欠三雨的情,与云南未说明的话,只好等到解决了主要矛盾后,再去一一攻克。
想到这里,云西收了钱袋子,转身迈上台阶,抬手敲响了正厅房门。
她才敲了一下,门扇便应声而开。
“云西!”开门之人见到她便语调亲切的唤出了声。
云西抬眸望去,只见来人正是菱香姐。
她今日穿了一袭黑衣,脸上还覆着黑色面纱,之前风情万种的一双明眸似是几夜未睡,很是有些青肿,眼眶里布着缕缕血丝,眸底满是倦色。
望着菱香姐憔悴的模样,云西也不禁动容起来。
菱香姐一把拉住云西的手,将她拉进屋,随手掩上门后,急急说道:“云西你来的正好,帮我劝劝云南,如今形势已是万分紧急,你们再在山东多待一日都是危险。就听我一句劝,叫云南带着你赶紧离开。”
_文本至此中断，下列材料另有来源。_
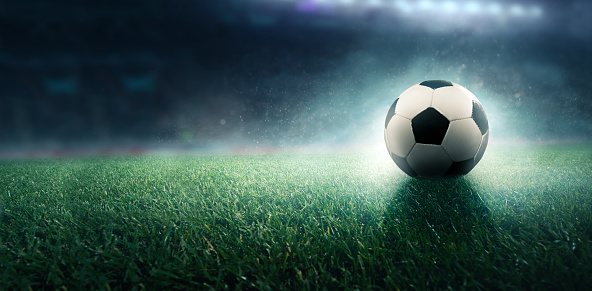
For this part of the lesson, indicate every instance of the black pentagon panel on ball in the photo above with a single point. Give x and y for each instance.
(391, 112)
(403, 165)
(480, 117)
(460, 168)
(435, 84)
(430, 126)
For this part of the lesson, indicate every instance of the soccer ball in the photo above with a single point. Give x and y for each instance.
(436, 128)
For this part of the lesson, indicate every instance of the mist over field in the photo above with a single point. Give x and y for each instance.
(266, 75)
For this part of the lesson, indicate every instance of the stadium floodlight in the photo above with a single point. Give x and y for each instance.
(473, 7)
(425, 4)
(517, 10)
(536, 11)
(494, 8)
(375, 3)
(405, 6)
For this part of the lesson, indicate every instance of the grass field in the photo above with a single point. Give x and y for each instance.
(521, 219)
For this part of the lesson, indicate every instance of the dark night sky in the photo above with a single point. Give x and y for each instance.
(245, 74)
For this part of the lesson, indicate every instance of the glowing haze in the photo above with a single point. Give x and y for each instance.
(283, 74)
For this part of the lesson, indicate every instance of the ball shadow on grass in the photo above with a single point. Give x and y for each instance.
(436, 212)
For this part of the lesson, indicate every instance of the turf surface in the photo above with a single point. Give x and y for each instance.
(521, 219)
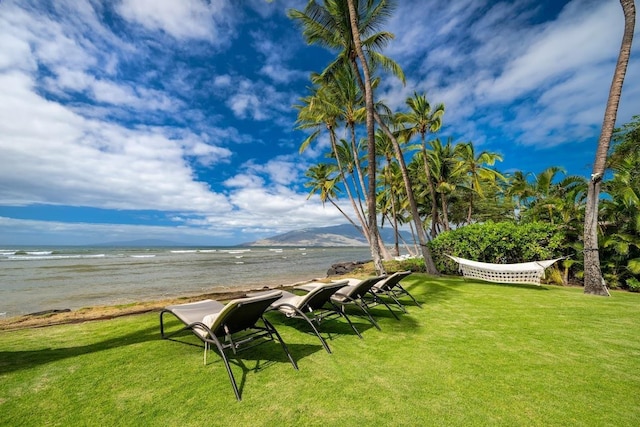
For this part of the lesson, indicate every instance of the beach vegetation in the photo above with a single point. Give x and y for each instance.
(594, 282)
(414, 177)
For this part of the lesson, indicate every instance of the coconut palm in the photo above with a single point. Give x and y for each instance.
(317, 111)
(473, 167)
(422, 119)
(351, 27)
(593, 281)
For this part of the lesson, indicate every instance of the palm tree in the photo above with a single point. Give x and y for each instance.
(341, 25)
(519, 189)
(322, 180)
(474, 168)
(423, 119)
(446, 175)
(315, 112)
(411, 199)
(593, 281)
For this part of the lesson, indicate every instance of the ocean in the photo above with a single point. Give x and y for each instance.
(37, 279)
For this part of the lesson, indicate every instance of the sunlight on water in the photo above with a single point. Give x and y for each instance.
(37, 279)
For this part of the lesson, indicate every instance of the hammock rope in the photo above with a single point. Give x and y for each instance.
(524, 272)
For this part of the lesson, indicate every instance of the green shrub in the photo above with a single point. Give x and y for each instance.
(500, 243)
(633, 284)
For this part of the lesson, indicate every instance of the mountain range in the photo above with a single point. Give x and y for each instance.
(339, 235)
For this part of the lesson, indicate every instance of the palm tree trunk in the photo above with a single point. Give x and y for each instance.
(430, 266)
(435, 219)
(593, 281)
(334, 146)
(371, 142)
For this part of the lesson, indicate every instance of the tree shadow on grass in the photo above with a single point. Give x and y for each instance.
(11, 361)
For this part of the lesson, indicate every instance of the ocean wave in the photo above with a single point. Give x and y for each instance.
(50, 257)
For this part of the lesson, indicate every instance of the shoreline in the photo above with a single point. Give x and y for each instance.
(94, 313)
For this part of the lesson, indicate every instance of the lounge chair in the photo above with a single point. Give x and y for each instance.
(391, 287)
(232, 326)
(313, 307)
(356, 293)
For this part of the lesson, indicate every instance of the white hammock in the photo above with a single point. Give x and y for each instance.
(524, 272)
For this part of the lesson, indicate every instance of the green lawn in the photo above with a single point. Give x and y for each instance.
(477, 354)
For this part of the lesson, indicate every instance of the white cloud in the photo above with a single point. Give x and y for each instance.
(182, 19)
(543, 84)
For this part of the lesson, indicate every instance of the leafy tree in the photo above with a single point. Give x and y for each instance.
(593, 280)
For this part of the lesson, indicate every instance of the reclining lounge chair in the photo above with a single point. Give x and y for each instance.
(356, 293)
(238, 325)
(391, 287)
(313, 307)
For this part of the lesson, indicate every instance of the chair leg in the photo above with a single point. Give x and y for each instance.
(410, 296)
(304, 316)
(366, 312)
(396, 300)
(343, 314)
(228, 367)
(379, 300)
(284, 346)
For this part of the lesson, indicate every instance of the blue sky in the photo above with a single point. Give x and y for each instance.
(158, 119)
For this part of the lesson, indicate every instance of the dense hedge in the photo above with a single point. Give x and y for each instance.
(502, 243)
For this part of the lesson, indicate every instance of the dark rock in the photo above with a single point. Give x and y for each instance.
(54, 311)
(342, 268)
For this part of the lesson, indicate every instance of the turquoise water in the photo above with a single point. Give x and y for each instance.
(37, 279)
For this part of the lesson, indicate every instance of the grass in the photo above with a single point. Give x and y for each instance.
(477, 354)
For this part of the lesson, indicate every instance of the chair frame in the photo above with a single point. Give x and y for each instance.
(239, 315)
(392, 288)
(315, 307)
(361, 296)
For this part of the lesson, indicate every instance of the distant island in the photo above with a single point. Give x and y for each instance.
(339, 235)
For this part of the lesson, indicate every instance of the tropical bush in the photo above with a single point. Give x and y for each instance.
(502, 243)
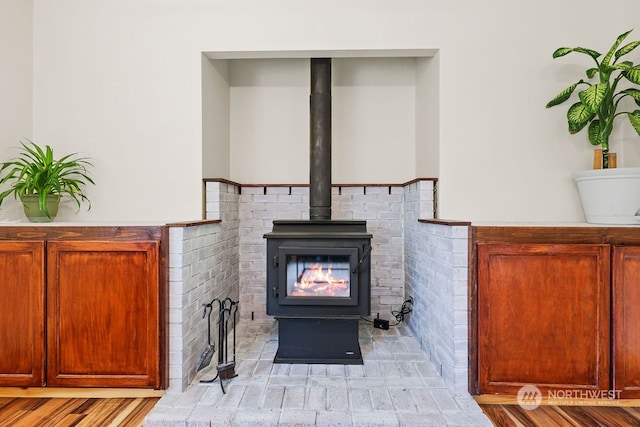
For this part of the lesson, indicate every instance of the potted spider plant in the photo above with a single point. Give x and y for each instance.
(40, 180)
(611, 91)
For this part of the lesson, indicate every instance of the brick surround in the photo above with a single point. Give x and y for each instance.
(427, 261)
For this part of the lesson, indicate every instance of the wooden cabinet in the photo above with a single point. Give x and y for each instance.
(626, 321)
(82, 313)
(555, 307)
(22, 312)
(543, 315)
(102, 314)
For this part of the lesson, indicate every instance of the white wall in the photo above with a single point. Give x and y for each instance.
(122, 81)
(216, 104)
(16, 65)
(373, 109)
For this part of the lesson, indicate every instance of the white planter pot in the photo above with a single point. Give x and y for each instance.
(610, 196)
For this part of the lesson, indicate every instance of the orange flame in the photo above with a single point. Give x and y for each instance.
(317, 280)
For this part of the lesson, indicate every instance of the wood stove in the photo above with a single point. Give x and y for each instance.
(318, 287)
(319, 271)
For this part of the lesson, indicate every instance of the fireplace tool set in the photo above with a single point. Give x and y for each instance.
(227, 311)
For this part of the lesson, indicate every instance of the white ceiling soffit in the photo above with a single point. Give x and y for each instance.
(279, 54)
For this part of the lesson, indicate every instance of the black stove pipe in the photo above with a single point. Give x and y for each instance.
(320, 139)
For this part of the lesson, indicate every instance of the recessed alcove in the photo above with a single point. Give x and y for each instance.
(256, 115)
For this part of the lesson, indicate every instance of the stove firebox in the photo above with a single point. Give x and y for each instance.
(318, 287)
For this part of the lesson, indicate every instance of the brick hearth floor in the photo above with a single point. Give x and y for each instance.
(396, 386)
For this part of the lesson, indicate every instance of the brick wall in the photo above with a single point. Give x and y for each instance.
(426, 261)
(436, 275)
(203, 265)
(381, 207)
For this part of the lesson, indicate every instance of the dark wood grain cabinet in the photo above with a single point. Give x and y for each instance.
(555, 307)
(543, 317)
(102, 314)
(82, 313)
(22, 313)
(626, 321)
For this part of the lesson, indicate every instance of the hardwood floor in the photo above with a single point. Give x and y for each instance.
(505, 412)
(67, 412)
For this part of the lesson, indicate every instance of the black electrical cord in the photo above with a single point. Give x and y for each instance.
(406, 308)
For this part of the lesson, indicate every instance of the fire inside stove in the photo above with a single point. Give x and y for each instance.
(321, 276)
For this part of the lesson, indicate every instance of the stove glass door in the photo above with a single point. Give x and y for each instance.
(318, 276)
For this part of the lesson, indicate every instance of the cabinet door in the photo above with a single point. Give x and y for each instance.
(626, 321)
(543, 317)
(103, 314)
(22, 340)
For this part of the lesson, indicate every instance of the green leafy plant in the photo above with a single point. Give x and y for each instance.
(598, 102)
(36, 171)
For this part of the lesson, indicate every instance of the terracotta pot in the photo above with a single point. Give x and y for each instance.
(34, 213)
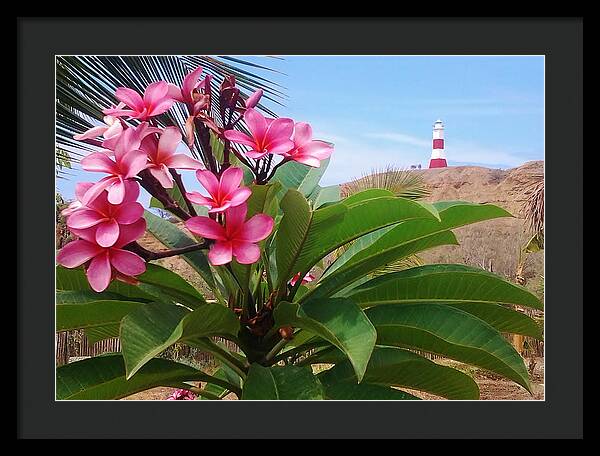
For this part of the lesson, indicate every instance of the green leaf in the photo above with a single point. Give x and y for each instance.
(449, 332)
(324, 195)
(75, 280)
(281, 383)
(293, 231)
(296, 176)
(400, 241)
(103, 377)
(364, 392)
(172, 284)
(444, 283)
(339, 321)
(151, 329)
(172, 237)
(89, 314)
(390, 366)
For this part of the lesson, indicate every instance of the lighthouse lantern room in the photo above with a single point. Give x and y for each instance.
(438, 156)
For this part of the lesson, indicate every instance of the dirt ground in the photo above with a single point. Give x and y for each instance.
(491, 388)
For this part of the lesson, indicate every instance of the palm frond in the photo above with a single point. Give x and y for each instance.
(402, 182)
(86, 84)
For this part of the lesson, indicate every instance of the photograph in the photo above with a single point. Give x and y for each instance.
(300, 227)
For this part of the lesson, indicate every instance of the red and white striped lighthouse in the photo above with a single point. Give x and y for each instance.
(438, 156)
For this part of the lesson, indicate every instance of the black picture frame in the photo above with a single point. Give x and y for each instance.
(560, 415)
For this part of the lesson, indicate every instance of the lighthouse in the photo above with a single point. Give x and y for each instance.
(438, 156)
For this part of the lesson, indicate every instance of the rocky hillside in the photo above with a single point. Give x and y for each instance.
(494, 244)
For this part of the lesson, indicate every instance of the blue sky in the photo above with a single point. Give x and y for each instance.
(379, 111)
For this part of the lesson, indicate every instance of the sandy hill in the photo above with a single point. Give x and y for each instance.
(494, 244)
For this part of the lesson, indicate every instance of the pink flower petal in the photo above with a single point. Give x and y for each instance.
(209, 181)
(317, 149)
(155, 93)
(127, 262)
(130, 233)
(234, 219)
(84, 218)
(190, 82)
(95, 190)
(168, 142)
(99, 162)
(93, 132)
(239, 137)
(302, 133)
(256, 229)
(133, 162)
(281, 128)
(205, 227)
(200, 199)
(246, 252)
(182, 161)
(162, 175)
(239, 196)
(220, 253)
(280, 146)
(76, 253)
(99, 272)
(256, 123)
(107, 233)
(174, 92)
(130, 97)
(254, 98)
(116, 192)
(128, 213)
(230, 180)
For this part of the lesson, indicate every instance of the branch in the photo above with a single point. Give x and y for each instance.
(179, 181)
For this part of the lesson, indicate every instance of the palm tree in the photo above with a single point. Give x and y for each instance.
(86, 84)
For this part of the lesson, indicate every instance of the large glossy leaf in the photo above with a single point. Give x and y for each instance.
(172, 284)
(103, 377)
(296, 176)
(89, 314)
(449, 332)
(151, 329)
(75, 280)
(390, 366)
(172, 237)
(281, 383)
(473, 290)
(294, 229)
(339, 321)
(351, 391)
(400, 241)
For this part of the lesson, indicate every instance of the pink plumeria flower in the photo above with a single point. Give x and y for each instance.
(156, 101)
(224, 193)
(307, 279)
(181, 395)
(268, 135)
(143, 130)
(106, 219)
(253, 99)
(162, 156)
(80, 189)
(307, 150)
(105, 263)
(128, 162)
(112, 127)
(238, 238)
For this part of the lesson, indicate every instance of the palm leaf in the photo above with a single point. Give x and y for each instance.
(86, 84)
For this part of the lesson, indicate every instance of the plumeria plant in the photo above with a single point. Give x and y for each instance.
(261, 233)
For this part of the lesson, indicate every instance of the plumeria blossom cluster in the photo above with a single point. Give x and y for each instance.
(134, 149)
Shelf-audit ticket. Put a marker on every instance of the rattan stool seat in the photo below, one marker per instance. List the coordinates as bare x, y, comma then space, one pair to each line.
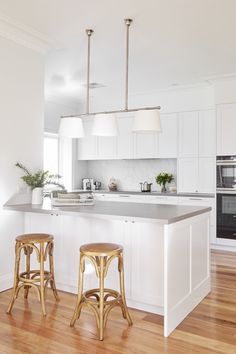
37, 238
101, 249
101, 300
42, 245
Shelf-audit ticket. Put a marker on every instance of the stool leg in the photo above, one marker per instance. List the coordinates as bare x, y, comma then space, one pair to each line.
80, 292
51, 269
122, 290
27, 253
42, 287
16, 277
101, 300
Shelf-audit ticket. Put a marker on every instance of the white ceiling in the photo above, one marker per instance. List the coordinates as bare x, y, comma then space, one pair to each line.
171, 41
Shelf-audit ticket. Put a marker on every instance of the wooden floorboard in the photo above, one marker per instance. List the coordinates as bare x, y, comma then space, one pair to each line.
210, 328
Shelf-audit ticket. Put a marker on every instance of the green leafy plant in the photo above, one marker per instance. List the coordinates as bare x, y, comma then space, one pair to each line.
39, 179
164, 178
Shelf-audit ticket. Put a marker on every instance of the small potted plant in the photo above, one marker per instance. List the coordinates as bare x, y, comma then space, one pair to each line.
37, 181
163, 178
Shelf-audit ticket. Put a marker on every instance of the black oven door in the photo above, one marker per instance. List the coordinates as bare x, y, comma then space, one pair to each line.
226, 216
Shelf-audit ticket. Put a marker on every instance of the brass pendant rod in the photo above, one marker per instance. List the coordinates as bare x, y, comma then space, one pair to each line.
128, 22
89, 33
113, 112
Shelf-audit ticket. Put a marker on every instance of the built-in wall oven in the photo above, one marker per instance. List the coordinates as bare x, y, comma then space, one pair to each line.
226, 196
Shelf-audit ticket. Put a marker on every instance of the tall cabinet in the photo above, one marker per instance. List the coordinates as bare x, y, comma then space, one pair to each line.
226, 126
197, 149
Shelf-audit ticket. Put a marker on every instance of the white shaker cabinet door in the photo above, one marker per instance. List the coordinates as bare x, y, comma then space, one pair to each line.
226, 129
87, 146
125, 138
188, 134
147, 256
207, 175
145, 145
207, 133
188, 175
167, 138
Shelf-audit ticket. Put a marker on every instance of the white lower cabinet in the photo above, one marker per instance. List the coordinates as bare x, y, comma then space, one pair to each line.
207, 202
147, 256
140, 241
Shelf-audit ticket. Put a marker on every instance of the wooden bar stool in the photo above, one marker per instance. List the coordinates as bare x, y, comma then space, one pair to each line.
101, 256
42, 244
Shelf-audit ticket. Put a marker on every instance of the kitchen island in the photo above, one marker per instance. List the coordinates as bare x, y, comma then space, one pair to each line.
166, 250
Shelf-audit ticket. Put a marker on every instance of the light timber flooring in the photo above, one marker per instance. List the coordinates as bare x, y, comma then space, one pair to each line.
210, 328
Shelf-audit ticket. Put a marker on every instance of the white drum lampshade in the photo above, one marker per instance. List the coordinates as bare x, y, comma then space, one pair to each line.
105, 125
71, 127
147, 120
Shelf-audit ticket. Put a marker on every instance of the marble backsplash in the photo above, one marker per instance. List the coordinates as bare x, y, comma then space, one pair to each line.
129, 173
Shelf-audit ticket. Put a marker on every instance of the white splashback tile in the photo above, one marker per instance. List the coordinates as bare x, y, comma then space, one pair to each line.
129, 173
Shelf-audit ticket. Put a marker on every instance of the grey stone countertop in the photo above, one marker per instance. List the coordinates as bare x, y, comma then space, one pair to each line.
154, 193
163, 214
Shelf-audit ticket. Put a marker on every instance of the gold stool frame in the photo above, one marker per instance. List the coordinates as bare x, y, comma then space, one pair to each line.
101, 255
37, 279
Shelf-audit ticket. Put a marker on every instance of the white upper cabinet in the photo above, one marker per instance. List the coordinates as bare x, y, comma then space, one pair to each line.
188, 134
207, 175
106, 147
125, 138
168, 137
188, 175
226, 129
145, 145
207, 133
87, 146
184, 135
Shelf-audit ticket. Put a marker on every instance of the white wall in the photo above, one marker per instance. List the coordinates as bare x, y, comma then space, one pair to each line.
21, 136
225, 90
52, 113
176, 99
129, 173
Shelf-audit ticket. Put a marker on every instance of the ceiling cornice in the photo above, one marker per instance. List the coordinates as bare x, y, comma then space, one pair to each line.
24, 35
218, 78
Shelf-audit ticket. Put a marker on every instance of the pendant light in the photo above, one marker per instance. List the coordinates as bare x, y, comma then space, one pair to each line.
72, 126
145, 120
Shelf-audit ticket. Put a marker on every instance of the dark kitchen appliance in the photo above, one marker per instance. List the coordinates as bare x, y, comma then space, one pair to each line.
226, 196
226, 215
97, 185
225, 173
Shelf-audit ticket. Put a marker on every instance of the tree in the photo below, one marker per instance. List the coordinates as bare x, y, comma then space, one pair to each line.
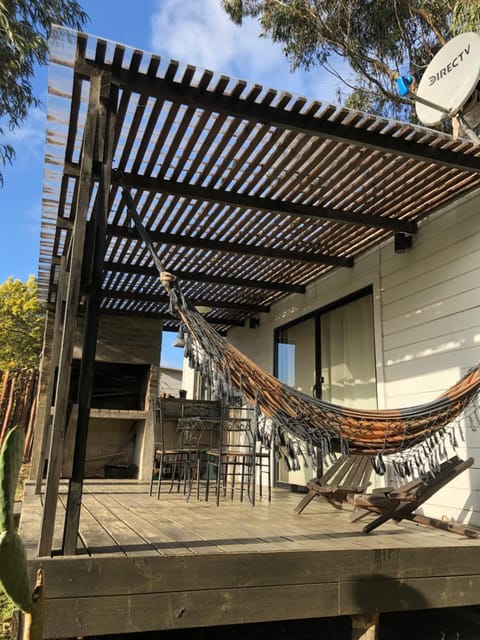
24, 31
21, 324
380, 39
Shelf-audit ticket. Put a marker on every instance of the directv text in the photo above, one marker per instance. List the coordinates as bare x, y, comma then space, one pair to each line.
444, 71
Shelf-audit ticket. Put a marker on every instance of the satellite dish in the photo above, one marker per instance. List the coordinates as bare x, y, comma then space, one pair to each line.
450, 80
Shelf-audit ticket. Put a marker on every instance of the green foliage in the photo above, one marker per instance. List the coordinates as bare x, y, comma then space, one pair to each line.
24, 30
380, 39
13, 563
21, 324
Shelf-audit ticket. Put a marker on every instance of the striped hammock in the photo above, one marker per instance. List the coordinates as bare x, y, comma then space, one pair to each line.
420, 435
302, 426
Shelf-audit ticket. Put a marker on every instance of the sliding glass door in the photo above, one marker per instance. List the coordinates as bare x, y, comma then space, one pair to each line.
330, 355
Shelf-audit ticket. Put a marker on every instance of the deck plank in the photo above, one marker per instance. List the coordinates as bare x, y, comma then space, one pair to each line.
173, 563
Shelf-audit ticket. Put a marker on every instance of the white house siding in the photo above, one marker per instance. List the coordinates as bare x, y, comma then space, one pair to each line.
427, 326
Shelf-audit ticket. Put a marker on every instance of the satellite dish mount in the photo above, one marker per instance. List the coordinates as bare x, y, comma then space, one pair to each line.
449, 84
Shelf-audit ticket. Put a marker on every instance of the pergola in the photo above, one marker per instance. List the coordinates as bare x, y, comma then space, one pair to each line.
248, 194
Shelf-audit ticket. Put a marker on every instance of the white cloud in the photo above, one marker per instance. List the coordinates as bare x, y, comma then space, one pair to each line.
199, 32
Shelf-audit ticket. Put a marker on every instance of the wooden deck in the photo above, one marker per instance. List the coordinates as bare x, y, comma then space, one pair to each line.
145, 564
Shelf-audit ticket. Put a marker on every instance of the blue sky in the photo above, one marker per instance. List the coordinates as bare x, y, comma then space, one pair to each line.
197, 32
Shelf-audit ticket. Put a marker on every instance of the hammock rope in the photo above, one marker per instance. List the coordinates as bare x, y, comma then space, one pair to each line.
298, 425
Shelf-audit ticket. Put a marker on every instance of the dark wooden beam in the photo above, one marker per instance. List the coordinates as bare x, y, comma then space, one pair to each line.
195, 276
73, 277
231, 199
204, 302
104, 150
167, 89
167, 318
231, 247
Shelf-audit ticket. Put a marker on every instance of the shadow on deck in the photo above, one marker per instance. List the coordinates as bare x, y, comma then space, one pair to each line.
145, 564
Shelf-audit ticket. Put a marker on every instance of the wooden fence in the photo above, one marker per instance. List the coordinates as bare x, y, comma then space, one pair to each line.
18, 403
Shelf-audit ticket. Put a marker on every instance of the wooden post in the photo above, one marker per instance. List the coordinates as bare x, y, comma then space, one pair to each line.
104, 156
44, 420
365, 626
69, 323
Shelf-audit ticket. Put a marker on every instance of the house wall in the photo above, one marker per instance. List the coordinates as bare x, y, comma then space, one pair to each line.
427, 326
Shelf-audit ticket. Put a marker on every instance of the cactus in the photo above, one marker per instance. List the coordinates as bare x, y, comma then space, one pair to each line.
13, 562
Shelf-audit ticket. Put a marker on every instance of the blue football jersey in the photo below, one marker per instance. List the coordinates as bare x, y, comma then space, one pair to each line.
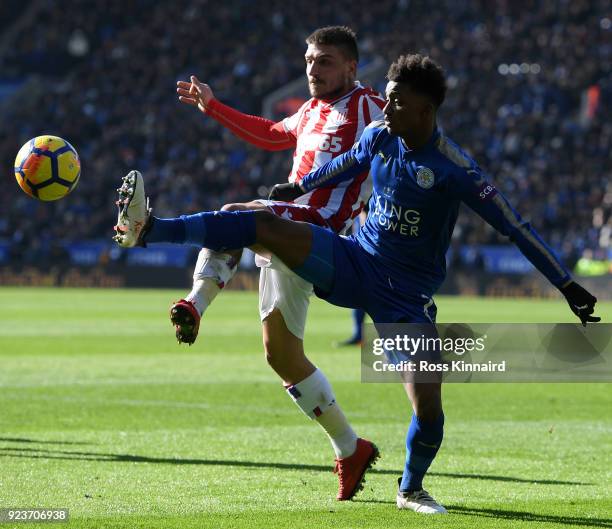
415, 202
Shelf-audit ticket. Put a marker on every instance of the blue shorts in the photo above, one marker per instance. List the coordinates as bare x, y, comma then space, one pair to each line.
344, 274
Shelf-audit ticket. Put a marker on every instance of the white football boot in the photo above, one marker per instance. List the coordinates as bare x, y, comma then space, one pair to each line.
134, 211
419, 501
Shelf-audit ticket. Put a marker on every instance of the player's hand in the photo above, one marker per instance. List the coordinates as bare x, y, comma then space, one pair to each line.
286, 192
194, 93
581, 302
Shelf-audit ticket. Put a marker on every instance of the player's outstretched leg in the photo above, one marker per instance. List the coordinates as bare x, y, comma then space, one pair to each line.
284, 299
134, 211
212, 272
423, 441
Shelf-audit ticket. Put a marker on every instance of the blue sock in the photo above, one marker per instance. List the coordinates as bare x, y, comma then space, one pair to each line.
358, 317
216, 230
422, 443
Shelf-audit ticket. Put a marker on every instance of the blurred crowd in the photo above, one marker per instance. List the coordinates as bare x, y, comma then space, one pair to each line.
530, 90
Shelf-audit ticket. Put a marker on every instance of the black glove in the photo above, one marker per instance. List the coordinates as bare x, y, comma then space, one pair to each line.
581, 302
286, 192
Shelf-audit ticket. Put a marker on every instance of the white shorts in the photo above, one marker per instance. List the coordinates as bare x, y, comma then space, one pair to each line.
281, 288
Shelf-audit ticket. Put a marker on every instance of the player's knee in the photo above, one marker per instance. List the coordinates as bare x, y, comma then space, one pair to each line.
428, 411
267, 222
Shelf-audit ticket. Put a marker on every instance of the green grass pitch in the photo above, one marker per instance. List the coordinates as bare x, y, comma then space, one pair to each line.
103, 413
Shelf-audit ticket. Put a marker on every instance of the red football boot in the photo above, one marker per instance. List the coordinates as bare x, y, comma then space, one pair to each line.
352, 469
186, 320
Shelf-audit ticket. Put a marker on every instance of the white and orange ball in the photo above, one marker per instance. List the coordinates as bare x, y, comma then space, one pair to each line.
47, 168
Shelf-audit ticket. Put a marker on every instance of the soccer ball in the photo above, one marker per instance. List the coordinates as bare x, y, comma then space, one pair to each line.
47, 168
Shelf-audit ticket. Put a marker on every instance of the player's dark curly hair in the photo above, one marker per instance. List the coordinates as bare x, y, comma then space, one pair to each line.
422, 74
342, 37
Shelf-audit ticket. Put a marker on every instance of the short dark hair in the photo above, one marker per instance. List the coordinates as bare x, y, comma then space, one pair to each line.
422, 74
342, 37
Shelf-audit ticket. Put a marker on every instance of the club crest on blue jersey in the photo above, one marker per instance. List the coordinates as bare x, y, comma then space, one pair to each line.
425, 177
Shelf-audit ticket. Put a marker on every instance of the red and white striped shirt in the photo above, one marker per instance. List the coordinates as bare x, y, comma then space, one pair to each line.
319, 131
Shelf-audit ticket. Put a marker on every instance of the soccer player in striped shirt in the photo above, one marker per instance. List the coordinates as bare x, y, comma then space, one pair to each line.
325, 126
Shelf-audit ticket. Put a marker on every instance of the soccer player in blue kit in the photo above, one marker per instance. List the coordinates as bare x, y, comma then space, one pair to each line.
392, 267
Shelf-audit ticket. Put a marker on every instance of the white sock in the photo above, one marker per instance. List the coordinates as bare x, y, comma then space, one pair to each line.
315, 398
212, 272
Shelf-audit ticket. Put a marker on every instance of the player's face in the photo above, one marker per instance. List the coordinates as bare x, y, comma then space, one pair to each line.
330, 74
407, 113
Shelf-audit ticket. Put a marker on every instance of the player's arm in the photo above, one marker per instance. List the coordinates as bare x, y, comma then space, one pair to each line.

云西一时有些语塞,转眸望了云南一眼,他脸上却依旧没有任何表情,依旧那么淡淡的,静若止水。
“我···”云西迟疑着,思量着云南此时真正的想法。
云南却是默默的背过了身,不再看她们。
云西瞬间有了方案,反握住菱香姐的手,低声说道:“菱香姐,按理说您是长辈,我与云南是要听您的话,可是现今已经到了这一步,如何都不能半途而废。不光云南如此,云西虽为女流,也是一样的。”
菱香姐剑眉登时紧紧蹙起,蕴着怒气般语声急促,“你们是不知如今情势发展到哪一步了。别说是你们,就是我此时拿出所有证据,站在你们这边,载动用所有关系,都不会打得赢这官司。况且汪恩仪如今是兖州府的人,你们连去兖州府查个证据,就要掩饰行踪,更遑论在兖州府越级断案!”
云西刚要答话,却听后面云南忽然开了口。